在训练的的函数中,pytorch就会调用LDataset中的__getitem__(self, index),这个其实才是比较关键的数据预处理部分

    def __getitem__(self, index):
    # 获取对应的图片的路径,objs是对应图片中的人脸框和关键点,如果有多个人脸,就会有多个list
        imgfile, objs = self.items[index]
        image = common.imread(imgfile)

        if image is None:
            log.info("{} is empty, index={}".format(imgfile, index))
            return self[random.randint(0, len(self.items) - 1)]

        keepsize = 12
        # 进行数据增广
        image, objs = augment.webface(image, objs, self.numlandmarks, self.width, self.height, keepsize=0)

        # norm, 固定值可以放到NNIE上去做,进行数据归一化,这个可以在生成wk的时候做,也可以用网络做,当然也可以用cpu做,用neon加速
        # 现在真的每个操作都得节约时间,1ms也要节约,LZ哭了
        image = ((image / 255.0 - self.mean) / self.std).astype(np.float32)

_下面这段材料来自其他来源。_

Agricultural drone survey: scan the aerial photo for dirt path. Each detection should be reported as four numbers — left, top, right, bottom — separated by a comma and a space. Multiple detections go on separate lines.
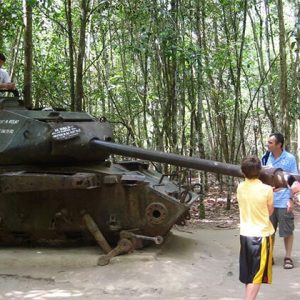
0, 210, 300, 300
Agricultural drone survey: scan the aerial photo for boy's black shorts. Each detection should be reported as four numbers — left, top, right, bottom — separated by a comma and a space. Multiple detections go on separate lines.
240, 235, 273, 284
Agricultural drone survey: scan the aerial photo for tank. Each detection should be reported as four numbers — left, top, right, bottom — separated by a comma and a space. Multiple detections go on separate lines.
0, 93, 296, 265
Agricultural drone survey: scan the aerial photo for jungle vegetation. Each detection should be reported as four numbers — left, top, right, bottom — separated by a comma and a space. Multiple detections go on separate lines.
0, 0, 300, 206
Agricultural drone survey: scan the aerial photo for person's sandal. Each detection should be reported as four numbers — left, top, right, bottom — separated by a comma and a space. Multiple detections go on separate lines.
283, 257, 294, 269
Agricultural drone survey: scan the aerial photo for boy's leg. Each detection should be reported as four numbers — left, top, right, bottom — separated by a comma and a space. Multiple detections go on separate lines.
245, 283, 261, 300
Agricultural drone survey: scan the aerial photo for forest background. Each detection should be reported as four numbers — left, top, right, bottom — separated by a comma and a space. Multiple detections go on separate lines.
0, 0, 300, 206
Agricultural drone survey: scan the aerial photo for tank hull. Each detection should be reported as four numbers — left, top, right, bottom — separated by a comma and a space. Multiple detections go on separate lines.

        posweight_radius = 2  # 这个有啥用?,后面高斯核的半径
        # 这个是通过fpn,输出的feature map stride = 4,加速可以是stride=8,满脑子加速
        stride = 4
        fm_width = self.width // stride
        fm_height = self.height // stride

        # 这里需要根据关键点的数量进行修改,初始化一些map
        heatmap_gt = np.zeros((1, fm_height, fm_width), np.float32)
        heatmap_posweight = np.zeros((1, fm_height, fm_width), np.float32)
        keep_mask = np.ones((1, fm_height, fm_width), np.float32)
        reg_tlrb = np.zeros((1 * 4, fm_height, fm_width), np.float32)
        reg_mask = np.zeros((1, fm_height, fm_width), np.float32)
        distance_map = np.zeros((1, fm_height, fm_width), np.float32) + 1000
        # 我有25个关键点,有x,y坐标,要改成25×2
        # landmark_gt = np.zeros((1 * 10, fm_height, fm_width), np.float32)
        # landmark_mask = np.zeros((1, fm_height, fm_width), np.float32)
        landmark_gt = np.zeros((1 * 50, fm_height, fm_width), np.float32)
        landmark_mask = np.zeros((1, fm_height, fm_width), np.float32)

        hassmall = False
        for obj in objs:
            isSmallObj = obj.area < keepsize * keepsize

            if isSmallObj:
                cx, cy = obj.safe_scale_center(1 / stride, fm_width, fm_height)
                keep_mask[0, cy, cx] = 0
                w, h = obj.width / stride, obj.height / stride

                x0 = int(common.clip_value(cx - w // 2, fm_width - 1))
                y0 = int(common.clip_value(cy - h // 2, fm_height - 1))
                x1 = int(common.clip_value(cx + w // 2, fm_width - 1) + 1)
                y1 = int(common.clip_value(cy + h // 2, fm_height - 1) + 1)
                #这个是计算loss的时候的一个参数,也就是说只有有人脸的区域才参与loss的计算,如果不是人脸区域,不参与loss的计算
                if x1 - x0 > 0 and y1 - y0 > 0:
                    keep_mask[0, y0:y1, x0:x1] = 0
                hassmall = True

        for obj in objs:

            classes = 0
            cx, cy = obj.safe_scale_center(1 / stride, fm_width, fm_height)
            reg_box = np.array(obj.box) / stride #框的坐标除以对应的stride
            isSmallObj = obj.area < keepsize * keepsize

            if isSmallObj:
                if obj.area >= 5 * 5:
                    distance_map[classes, cy, cx] = 0
                    reg_tlrb[classes * 4:(classes + 1) * 4, cy, cx] = reg_box  # 通道数代表你回归的框的坐标乘以类别
                    reg_mask[classes, cy, cx] = 1
                continue

            w, h = obj.width / stride, obj.height / stride
            x0 = int(common.clip_value(cx - w // 2, fm_width - 1))
            y0 = int(common.clip_value(cy - h // 2, fm_height - 1))
            x1 = int(common.clip_value(cx + w // 2, fm_width - 1) + 1)
            y1 = int(common.clip_value(cy + h // 2, fm_height - 1) + 1)
            if x1 - x0 > 0 and y1 - y0 > 0:
                keep_mask[0, y0:y1, x0:x1] = 1
			# 参考cornernet
            w_radius, h_radius = common.truncate_radius((obj.width, obj.height))  # size/(4*stride)
            gaussian_map = common.draw_truncate_gaussian(heatmap_gt[classes, :, :], (cx, cy), h_radius, w_radius)

            mxface = 300
            miface = 25
            mxline = max(obj.width, obj.height)
            gamma = (mxline - miface) / (mxface - miface) * 10
            gamma = min(max(0, gamma), 10) + 1
            common.draw_gaussian(heatmap_posweight[classes, :, :], (cx, cy), posweight_radius, k=gamma)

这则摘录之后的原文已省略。